Alba abre los ojos y sonríe.

Secreto

Domingo 12 de octubre de 2003

Clare tiene 32 años, y Henry 40

C
LARE
: Les voy a contar un secreto: a veces me alegra que Henry desaparezca. A veces me divierte estar sola. En ocasiones deambulo por la casa bien entrada la noche, y me estremezco de placer por no tener que hablar, ni tocar, sino solo caminar, sentarme o darme un baño. A veces me echo en el suelo del salón y escucho a Fleetwood Mac, los Bangles, B-52's, los Eagles, grupos que Henry no soporta. De vez en cuando doy largos paseos con Alba sin dejarle una nota que le informe de mi paradero. En ocasiones quedo con Celia y vamos a tomar un café, y hablamos de Henry, de Ingrid y de la persona con quien Celia está saliendo esa semana. A veces salgo a dar una vuelta con Charisse y Gómez, sin mencionar a Henry, y acabamos pasándolo muy bien. Una vez fui a Michigan y cuando regresé, Henry todavía no había aparecido. Jamás le dije que había salido de casa. A veces llamo a una canguro y voy al cine o a dar una vuelta en bicicleta cuando ya es de noche, siguiendo el sendero de bicis que hay junto a la playa Montrose sin faros; es como volar.

De vez en cuando me alegra que Henry se marche, pero siempre estoy contenta cuando regresa.

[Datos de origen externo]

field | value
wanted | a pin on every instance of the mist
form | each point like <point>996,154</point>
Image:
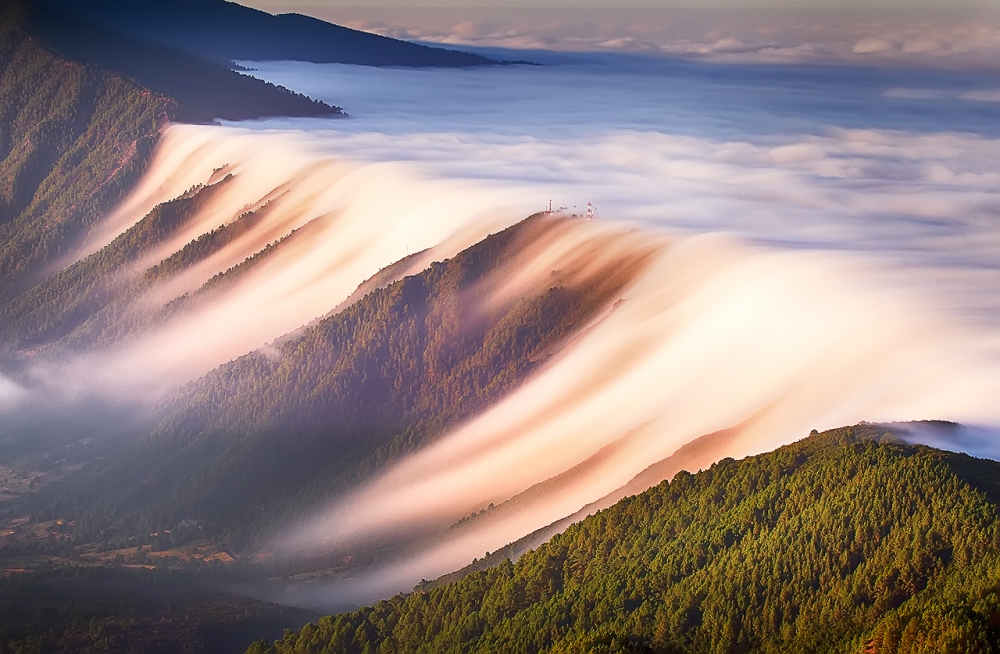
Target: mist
<point>819,248</point>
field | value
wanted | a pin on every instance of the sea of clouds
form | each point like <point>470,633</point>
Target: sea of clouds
<point>829,256</point>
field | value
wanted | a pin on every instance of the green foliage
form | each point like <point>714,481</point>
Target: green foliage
<point>95,296</point>
<point>73,140</point>
<point>276,431</point>
<point>838,543</point>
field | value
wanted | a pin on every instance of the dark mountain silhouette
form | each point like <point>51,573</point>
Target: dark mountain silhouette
<point>225,31</point>
<point>204,90</point>
<point>847,541</point>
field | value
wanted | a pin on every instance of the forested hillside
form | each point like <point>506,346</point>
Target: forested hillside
<point>73,140</point>
<point>221,32</point>
<point>204,90</point>
<point>277,430</point>
<point>847,541</point>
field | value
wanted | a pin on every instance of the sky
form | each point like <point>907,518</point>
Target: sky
<point>963,34</point>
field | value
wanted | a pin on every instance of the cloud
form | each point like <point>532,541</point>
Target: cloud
<point>916,37</point>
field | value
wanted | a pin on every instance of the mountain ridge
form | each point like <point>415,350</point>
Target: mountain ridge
<point>846,541</point>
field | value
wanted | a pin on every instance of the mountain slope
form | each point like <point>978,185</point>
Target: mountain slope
<point>845,542</point>
<point>277,430</point>
<point>73,140</point>
<point>222,32</point>
<point>204,90</point>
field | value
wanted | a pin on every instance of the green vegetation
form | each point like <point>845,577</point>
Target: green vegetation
<point>204,90</point>
<point>96,293</point>
<point>121,608</point>
<point>844,542</point>
<point>73,140</point>
<point>278,430</point>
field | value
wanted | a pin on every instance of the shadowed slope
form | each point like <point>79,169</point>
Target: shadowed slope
<point>845,541</point>
<point>290,425</point>
<point>73,140</point>
<point>226,31</point>
<point>204,90</point>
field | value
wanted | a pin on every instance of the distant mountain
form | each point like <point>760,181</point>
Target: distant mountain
<point>222,32</point>
<point>847,541</point>
<point>80,110</point>
<point>204,90</point>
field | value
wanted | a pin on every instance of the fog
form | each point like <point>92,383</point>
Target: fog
<point>820,244</point>
<point>827,244</point>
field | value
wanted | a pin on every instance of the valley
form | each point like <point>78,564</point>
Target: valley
<point>276,377</point>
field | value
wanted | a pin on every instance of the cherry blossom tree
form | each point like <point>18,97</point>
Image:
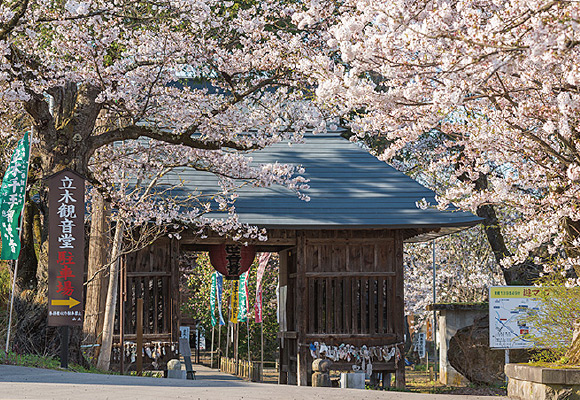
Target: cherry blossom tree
<point>125,88</point>
<point>495,81</point>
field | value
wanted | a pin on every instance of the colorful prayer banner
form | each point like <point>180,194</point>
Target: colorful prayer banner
<point>12,196</point>
<point>234,302</point>
<point>219,292</point>
<point>262,263</point>
<point>212,298</point>
<point>243,297</point>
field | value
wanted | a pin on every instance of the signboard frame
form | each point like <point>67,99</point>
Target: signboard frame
<point>66,248</point>
<point>508,306</point>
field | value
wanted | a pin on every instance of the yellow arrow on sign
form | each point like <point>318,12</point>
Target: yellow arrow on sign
<point>70,302</point>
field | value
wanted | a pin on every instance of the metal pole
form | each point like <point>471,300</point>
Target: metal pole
<point>248,326</point>
<point>64,346</point>
<point>139,316</point>
<point>122,319</point>
<point>262,354</point>
<point>507,361</point>
<point>212,346</point>
<point>19,237</point>
<point>435,312</point>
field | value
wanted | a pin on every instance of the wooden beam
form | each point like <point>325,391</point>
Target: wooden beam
<point>343,274</point>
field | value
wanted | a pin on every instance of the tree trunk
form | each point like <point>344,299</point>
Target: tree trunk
<point>96,288</point>
<point>573,353</point>
<point>109,317</point>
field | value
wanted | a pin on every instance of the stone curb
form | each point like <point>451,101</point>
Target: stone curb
<point>548,376</point>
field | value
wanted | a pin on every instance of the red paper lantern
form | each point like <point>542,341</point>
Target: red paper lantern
<point>231,260</point>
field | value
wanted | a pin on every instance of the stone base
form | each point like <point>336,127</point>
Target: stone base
<point>526,382</point>
<point>321,379</point>
<point>352,380</point>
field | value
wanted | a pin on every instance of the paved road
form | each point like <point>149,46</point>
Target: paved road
<point>33,383</point>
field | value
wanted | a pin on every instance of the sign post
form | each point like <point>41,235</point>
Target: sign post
<point>66,258</point>
<point>509,307</point>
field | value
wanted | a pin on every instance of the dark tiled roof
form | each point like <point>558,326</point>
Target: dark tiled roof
<point>349,188</point>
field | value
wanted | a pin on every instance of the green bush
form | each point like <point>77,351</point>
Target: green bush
<point>559,308</point>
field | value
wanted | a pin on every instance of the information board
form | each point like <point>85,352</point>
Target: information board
<point>66,248</point>
<point>509,307</point>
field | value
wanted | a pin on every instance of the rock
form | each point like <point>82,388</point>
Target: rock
<point>469,353</point>
<point>352,380</point>
<point>174,370</point>
<point>321,379</point>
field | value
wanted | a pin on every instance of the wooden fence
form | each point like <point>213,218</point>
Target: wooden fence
<point>243,369</point>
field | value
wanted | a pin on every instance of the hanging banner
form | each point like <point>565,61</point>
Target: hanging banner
<point>12,196</point>
<point>212,298</point>
<point>231,260</point>
<point>262,263</point>
<point>66,248</point>
<point>234,302</point>
<point>219,291</point>
<point>243,297</point>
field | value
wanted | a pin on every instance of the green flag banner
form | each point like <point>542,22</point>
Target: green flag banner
<point>212,298</point>
<point>12,200</point>
<point>234,302</point>
<point>243,297</point>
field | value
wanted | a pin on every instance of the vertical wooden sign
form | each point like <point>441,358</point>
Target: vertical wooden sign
<point>66,246</point>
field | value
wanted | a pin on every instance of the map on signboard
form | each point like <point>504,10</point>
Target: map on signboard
<point>509,307</point>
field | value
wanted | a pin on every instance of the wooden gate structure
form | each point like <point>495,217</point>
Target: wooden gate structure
<point>341,253</point>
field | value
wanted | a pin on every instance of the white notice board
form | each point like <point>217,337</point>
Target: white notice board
<point>508,308</point>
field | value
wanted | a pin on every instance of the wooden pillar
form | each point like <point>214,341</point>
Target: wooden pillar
<point>139,365</point>
<point>301,310</point>
<point>399,310</point>
<point>175,296</point>
<point>284,362</point>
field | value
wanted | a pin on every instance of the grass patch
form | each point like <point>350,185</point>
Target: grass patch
<point>45,362</point>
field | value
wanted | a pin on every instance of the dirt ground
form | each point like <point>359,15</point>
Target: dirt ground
<point>420,382</point>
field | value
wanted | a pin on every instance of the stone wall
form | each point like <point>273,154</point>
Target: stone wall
<point>453,317</point>
<point>526,382</point>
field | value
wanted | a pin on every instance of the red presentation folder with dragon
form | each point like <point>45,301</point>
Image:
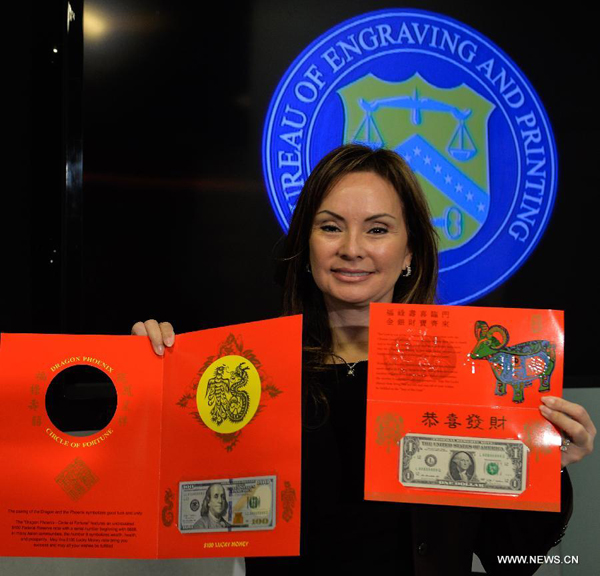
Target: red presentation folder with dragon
<point>198,457</point>
<point>453,406</point>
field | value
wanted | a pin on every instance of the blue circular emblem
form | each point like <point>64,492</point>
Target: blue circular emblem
<point>453,105</point>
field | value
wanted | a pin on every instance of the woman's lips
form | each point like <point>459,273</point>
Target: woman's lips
<point>350,275</point>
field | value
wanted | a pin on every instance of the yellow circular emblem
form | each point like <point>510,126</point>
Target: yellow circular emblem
<point>228,394</point>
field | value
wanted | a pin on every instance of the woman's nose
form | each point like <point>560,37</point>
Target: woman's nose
<point>351,246</point>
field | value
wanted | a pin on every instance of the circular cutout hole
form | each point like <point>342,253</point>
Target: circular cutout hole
<point>81,400</point>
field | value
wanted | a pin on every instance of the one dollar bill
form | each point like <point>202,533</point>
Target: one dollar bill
<point>462,463</point>
<point>228,505</point>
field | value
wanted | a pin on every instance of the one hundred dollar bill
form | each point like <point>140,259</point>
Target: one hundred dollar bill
<point>228,505</point>
<point>462,463</point>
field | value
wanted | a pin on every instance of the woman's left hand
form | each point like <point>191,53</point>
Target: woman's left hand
<point>575,424</point>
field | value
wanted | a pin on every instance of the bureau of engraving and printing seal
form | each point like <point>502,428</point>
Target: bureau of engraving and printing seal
<point>454,105</point>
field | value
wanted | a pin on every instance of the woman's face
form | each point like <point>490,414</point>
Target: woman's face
<point>359,243</point>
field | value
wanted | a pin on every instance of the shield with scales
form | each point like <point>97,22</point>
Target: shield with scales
<point>443,135</point>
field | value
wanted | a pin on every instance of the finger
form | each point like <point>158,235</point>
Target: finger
<point>168,334</point>
<point>576,431</point>
<point>155,335</point>
<point>575,411</point>
<point>138,329</point>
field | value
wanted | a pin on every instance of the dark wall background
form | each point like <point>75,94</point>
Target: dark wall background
<point>172,220</point>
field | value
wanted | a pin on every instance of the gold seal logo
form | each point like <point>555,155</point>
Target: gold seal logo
<point>228,394</point>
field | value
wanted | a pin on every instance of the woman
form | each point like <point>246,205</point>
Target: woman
<point>362,233</point>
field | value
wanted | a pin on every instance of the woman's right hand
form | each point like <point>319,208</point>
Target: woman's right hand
<point>160,335</point>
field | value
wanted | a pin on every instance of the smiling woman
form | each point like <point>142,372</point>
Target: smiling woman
<point>359,243</point>
<point>361,220</point>
<point>362,233</point>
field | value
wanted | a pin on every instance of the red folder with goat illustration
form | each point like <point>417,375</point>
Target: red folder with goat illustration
<point>189,462</point>
<point>453,406</point>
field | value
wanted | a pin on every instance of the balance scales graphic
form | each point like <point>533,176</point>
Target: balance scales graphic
<point>466,196</point>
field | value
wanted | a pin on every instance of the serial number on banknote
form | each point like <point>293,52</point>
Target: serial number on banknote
<point>227,505</point>
<point>497,466</point>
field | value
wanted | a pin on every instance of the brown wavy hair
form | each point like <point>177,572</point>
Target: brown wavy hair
<point>301,294</point>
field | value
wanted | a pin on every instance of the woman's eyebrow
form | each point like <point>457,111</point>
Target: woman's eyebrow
<point>331,214</point>
<point>377,216</point>
<point>369,219</point>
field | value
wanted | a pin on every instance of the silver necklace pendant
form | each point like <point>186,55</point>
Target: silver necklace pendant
<point>351,368</point>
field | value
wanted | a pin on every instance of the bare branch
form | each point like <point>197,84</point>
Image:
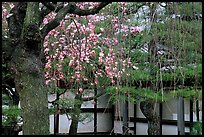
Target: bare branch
<point>72,9</point>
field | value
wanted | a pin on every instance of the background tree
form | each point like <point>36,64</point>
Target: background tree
<point>23,49</point>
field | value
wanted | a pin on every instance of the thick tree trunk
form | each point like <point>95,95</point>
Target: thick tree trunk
<point>27,68</point>
<point>30,83</point>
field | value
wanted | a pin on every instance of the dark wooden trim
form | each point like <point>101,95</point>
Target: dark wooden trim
<point>164,121</point>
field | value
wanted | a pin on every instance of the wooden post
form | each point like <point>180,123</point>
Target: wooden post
<point>125,117</point>
<point>180,116</point>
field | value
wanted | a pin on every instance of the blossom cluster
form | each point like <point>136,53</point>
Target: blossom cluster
<point>77,46</point>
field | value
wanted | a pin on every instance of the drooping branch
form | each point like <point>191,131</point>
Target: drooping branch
<point>72,9</point>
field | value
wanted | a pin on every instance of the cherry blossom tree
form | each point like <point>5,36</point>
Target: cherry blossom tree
<point>83,54</point>
<point>22,47</point>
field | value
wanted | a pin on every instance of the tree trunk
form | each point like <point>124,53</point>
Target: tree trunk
<point>147,108</point>
<point>75,116</point>
<point>26,65</point>
<point>33,95</point>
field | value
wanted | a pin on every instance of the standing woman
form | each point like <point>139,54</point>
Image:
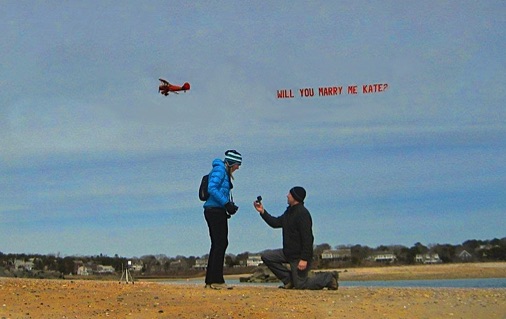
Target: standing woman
<point>217,210</point>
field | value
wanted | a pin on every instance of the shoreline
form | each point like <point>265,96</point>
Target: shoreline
<point>408,272</point>
<point>76,298</point>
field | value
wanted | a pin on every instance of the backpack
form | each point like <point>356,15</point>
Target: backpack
<point>203,193</point>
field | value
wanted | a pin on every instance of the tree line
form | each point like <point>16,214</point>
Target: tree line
<point>53,265</point>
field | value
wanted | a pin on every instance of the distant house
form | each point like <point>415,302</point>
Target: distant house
<point>428,259</point>
<point>384,257</point>
<point>464,255</point>
<point>102,270</point>
<point>178,264</point>
<point>83,271</point>
<point>337,254</point>
<point>254,261</point>
<point>20,264</point>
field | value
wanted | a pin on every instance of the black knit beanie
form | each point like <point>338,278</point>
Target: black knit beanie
<point>298,193</point>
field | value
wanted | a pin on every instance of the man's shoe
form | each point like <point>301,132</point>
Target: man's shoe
<point>219,286</point>
<point>286,286</point>
<point>334,284</point>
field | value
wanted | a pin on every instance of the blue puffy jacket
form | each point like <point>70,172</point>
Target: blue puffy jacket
<point>219,185</point>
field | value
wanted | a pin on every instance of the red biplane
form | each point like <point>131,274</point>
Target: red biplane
<point>165,87</point>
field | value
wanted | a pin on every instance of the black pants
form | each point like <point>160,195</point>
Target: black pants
<point>275,260</point>
<point>217,221</point>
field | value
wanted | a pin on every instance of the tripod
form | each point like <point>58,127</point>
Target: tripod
<point>127,275</point>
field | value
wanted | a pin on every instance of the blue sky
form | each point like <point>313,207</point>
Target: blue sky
<point>93,160</point>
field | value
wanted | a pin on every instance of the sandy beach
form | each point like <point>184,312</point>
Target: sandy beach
<point>70,298</point>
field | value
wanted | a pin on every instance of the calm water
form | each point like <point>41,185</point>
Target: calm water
<point>442,283</point>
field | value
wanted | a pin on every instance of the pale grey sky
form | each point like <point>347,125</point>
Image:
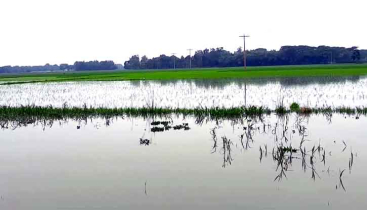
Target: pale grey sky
<point>36,32</point>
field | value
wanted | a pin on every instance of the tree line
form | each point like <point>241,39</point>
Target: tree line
<point>77,66</point>
<point>218,57</point>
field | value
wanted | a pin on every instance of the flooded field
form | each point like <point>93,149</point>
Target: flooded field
<point>272,162</point>
<point>290,161</point>
<point>311,92</point>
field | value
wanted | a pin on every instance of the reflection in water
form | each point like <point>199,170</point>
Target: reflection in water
<point>260,154</point>
<point>309,92</point>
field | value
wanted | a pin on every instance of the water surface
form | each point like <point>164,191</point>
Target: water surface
<point>213,165</point>
<point>307,91</point>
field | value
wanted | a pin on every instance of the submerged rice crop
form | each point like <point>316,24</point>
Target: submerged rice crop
<point>29,114</point>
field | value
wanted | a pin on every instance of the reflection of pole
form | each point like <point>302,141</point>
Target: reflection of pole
<point>190,56</point>
<point>244,51</point>
<point>331,57</point>
<point>174,60</point>
<point>245,95</point>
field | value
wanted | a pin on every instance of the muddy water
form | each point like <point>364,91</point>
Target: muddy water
<point>210,165</point>
<point>309,91</point>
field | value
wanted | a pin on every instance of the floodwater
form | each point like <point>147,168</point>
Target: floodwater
<point>309,91</point>
<point>248,164</point>
<point>272,162</point>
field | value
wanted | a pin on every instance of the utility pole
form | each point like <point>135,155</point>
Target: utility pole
<point>244,50</point>
<point>174,60</point>
<point>190,56</point>
<point>331,57</point>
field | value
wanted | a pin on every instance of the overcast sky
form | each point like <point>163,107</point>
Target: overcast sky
<point>36,32</point>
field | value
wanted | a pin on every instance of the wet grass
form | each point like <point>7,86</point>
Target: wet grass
<point>214,73</point>
<point>31,114</point>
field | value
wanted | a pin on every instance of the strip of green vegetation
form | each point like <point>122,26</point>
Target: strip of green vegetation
<point>30,114</point>
<point>218,73</point>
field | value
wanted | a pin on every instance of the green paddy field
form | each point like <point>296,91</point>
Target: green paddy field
<point>213,73</point>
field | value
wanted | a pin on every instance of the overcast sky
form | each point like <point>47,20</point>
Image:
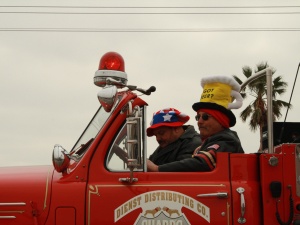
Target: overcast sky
<point>47,93</point>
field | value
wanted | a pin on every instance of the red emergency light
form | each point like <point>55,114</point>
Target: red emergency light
<point>111,66</point>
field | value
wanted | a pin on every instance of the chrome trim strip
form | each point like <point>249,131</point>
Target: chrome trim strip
<point>46,191</point>
<point>13,204</point>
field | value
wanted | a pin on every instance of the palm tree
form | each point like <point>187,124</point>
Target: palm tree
<point>257,109</point>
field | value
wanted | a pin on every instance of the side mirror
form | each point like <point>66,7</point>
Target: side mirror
<point>60,158</point>
<point>107,97</point>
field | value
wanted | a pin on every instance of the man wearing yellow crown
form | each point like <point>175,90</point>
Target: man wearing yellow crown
<point>214,116</point>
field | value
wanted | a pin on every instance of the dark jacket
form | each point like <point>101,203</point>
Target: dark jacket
<point>204,157</point>
<point>182,148</point>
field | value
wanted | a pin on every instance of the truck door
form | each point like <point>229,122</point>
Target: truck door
<point>150,198</point>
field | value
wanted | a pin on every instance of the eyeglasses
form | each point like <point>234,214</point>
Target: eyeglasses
<point>204,116</point>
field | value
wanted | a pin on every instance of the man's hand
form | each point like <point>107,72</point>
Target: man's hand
<point>151,167</point>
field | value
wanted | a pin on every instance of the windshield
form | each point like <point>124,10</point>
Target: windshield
<point>93,127</point>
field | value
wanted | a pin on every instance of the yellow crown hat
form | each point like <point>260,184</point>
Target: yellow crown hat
<point>220,93</point>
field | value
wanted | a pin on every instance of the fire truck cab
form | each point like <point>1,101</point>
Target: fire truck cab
<point>104,178</point>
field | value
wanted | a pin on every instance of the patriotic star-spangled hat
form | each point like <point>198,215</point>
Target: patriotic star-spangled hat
<point>220,93</point>
<point>168,117</point>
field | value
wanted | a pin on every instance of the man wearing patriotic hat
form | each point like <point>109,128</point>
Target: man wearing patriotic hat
<point>214,116</point>
<point>176,140</point>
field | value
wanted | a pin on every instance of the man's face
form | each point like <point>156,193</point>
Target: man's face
<point>165,135</point>
<point>208,125</point>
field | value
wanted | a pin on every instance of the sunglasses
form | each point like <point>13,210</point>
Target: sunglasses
<point>204,116</point>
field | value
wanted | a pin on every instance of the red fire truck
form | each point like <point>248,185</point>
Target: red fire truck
<point>104,178</point>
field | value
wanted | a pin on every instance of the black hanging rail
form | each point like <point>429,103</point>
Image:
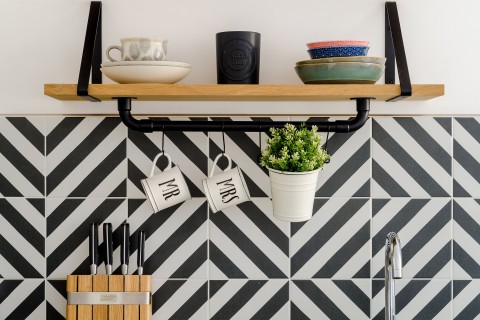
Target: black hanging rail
<point>395,52</point>
<point>91,60</point>
<point>149,125</point>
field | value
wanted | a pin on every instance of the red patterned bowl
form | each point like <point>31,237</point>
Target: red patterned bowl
<point>337,43</point>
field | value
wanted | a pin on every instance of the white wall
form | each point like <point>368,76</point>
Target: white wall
<point>42,42</point>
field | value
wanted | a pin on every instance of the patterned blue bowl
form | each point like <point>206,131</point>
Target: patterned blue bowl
<point>338,52</point>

Pasando por ciertas dificultades técnicas

Viernes 7 de mayo de 2004

Henry tiene 40 años, y Clare 32

H
ENRY
: Clare inaugura hoy su exposición en el Centro Cultural de Chicago. Lleva un año trabajando sin parar, construyendo enormes y etéreos esqueletos de aves con alambre y envolviéndolos con tiras de papel translúcido, aplicándoles laca hasta volverlos permeables a la luz. Ahora las esculturas cuelgan del alto techo, y se acuclillan sobre el suelo. Algunas son cinéticas, motorizadas: unas cuantas baten las alas, y dos esqueletos de gallos se destruyen mutuamente y sin prisas en una esquina. Una paloma de casi dos metros y medio de altura domina la entrada. Clare está agotada, y en éxtasis. Lleva un sencillo vestido negro de seda, y se ha recogido el pelo en un moño alto. La gente le ha traído flores, y por eso sostiene un ramo de rosas blancas en los brazos. Junto al libro de agradecimientos hay un montón de ramos envueltos en plástico. Hay muchísima gente, que avanza en círculos, profiere exclamaciones ante cada pieza y echa la cabeza hacia atrás para contemplar las aves voladoras. Todos felicitan a Clare. Esta mañana el
Tríbune
ha publicado una reseña gloriosa. Todos nuestros amigos se han dado cita en la sala de exposiciones, e incluso la familia de Clare ha venido en coche desde Michigan: Philip, Alicia, Mark y Sharon con sus hijos, Nell y Etta, toda la familia está junto a ella. Charisse les hace unas fotos, y los Abshire posan con la sonrisa dibujada en el rostro. Dentro de unas semanas, cuando ella nos entregue las copias de las fotos, me quedaré anonadado por los sombríos círculos que aparecen bajo los ojos de Clare, y por lo delgada que se la ve.